Мать испуганно всплескивает руками, отец, совершенно белый, беспрерывно ходит по комнате взад и вперед, у меня сжимается сердце, я сижу, как приговоренный, я не могу видеть эту боль моих дорогих набожных родителей. Мне уже не вспомнить сегодня, что я тогда говорил, помню только, что после нескольких минут подавленного молчания отец поднял на меня свои большие черные глаза и сказал:

— Подумай, дитя мое, это заведет тебя далеко, очень далеко.

И он был прав.

8.8. В конце концов в трактире остался, кроме меня, еще только один посетитель. Хозяин собрался закрывать и попросил меня расплатиться.

— Там еще один сидит, — сказал я брюзгливо, так как понимал, что уже пора, но не имел никакого желания ни уходить отсюда, ни вообще идти куда бы то ни было.





— С этим сложности, — сказал хозяин, — не могу объясниться с человеком. Вы мне не поможете?

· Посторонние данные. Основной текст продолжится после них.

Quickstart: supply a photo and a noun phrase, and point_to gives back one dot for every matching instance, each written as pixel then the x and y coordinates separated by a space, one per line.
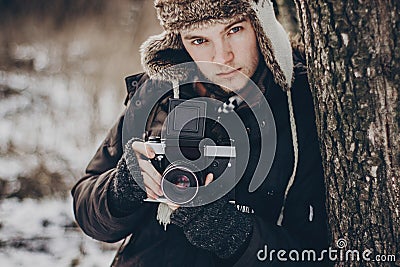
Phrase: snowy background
pixel 62 66
pixel 62 69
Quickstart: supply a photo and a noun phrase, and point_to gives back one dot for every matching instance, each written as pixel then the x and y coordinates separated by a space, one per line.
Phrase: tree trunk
pixel 353 54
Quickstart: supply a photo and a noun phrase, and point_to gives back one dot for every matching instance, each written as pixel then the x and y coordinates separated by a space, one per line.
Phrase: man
pixel 286 212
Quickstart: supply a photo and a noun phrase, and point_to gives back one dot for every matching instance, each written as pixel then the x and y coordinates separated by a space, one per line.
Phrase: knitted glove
pixel 124 193
pixel 218 227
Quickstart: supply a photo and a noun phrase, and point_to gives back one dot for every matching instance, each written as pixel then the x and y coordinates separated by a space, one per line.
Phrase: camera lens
pixel 179 183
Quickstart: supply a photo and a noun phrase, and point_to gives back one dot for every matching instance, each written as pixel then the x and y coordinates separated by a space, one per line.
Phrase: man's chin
pixel 232 85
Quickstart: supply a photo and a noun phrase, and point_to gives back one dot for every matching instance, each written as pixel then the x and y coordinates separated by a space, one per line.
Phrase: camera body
pixel 184 156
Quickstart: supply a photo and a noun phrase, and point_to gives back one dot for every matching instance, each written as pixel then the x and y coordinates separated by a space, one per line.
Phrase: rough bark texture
pixel 353 53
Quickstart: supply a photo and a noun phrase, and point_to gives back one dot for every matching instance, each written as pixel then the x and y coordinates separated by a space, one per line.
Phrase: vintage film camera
pixel 184 156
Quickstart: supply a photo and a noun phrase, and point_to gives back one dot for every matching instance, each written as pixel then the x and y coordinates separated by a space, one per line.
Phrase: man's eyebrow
pixel 233 23
pixel 191 37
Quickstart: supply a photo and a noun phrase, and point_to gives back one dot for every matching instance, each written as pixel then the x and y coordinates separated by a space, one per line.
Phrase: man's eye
pixel 235 29
pixel 198 41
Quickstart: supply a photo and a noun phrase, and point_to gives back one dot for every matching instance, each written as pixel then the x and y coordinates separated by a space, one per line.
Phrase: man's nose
pixel 223 53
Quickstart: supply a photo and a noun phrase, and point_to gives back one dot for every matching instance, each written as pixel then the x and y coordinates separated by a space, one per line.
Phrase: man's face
pixel 234 45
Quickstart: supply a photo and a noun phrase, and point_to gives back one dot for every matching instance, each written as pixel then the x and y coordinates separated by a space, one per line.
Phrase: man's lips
pixel 228 73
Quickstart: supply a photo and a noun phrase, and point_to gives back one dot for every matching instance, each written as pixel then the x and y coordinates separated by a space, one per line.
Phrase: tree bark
pixel 353 54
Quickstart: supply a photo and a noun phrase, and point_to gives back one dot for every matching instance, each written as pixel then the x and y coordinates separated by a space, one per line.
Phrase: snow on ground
pixel 42 233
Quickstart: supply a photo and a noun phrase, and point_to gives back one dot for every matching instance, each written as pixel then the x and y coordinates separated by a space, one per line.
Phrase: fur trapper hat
pixel 162 51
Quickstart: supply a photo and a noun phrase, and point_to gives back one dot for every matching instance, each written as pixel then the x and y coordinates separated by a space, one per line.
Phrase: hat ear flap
pixel 274 43
pixel 162 51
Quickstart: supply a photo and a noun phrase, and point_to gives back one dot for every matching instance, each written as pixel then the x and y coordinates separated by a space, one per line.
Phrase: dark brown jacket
pixel 147 244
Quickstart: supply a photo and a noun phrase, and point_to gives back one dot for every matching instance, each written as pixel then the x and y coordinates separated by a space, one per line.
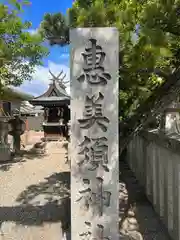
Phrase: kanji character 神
pixel 95 153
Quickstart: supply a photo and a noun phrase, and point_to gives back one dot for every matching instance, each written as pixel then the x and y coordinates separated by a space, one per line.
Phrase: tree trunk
pixel 155 104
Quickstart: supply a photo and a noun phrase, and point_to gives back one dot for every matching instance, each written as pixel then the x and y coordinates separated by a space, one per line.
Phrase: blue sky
pixel 58 58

— Эй! — крикнул я сквозь сложенные рупором ладони, но человек не пошевелился и так же спокойно, как до этого, продолжал смотреть, наклонив голову, на пиво в своем стакане.

8.9.[120] Была уже поздняя ночь, когда я позвонил у ворот. Прошло немало времени, пока не появился — явно из глубины двора — кастелян и не открыл мне.

8.10. — Господин просит пожаловать, — сказал слуга, склонился и бесшумным толчком отворил высокую стеклянную дверь.

Граф чуть ли не бегом спешил мне навстречу от своего письменного стола, стоявшего у открытого окна. Мы взглянули друг другу в глаза, его жесткий взгляд неприятно поразил меня.

8.11. Я лежал на земле под стеной и корчился от боли, мне хотелось завернуться в эту влажную землю. Егерь стоял около меня, слегка наступив мне одной ногой на поясницу.

— Порядочная туша, — сказал он загонщику, разрезавшему на мне воротник и куртку, чтобы ощупать меня.

Уже утомившиеся мной и жаждавшие новых дел собаки бессмысленно наскакивали на стену. Подъехала повозка; связанный по рукам и ногам, я был брошен на заднее сиденье к господину так, что мои голова и руки свешивались наружу. Ехали весело; умирая от жажды, я хватал раскрытым ртом высоко клубившуюся пыль; время от времени я слышал на своих икрах радостные пожатия господина.

117

 Иом Кипур — еврейский религиозный праздник

118

 «Леха Доди» — гимн, которым встречают наступление шабата

119

 Бал-Чуве (Ваал-Чува) — обратившийся грешник, принявший покаяние.

120

По-видимому, свидетельство уже начавшейся внутренней работы над будущим «Замком»; ср. также запись 5.28.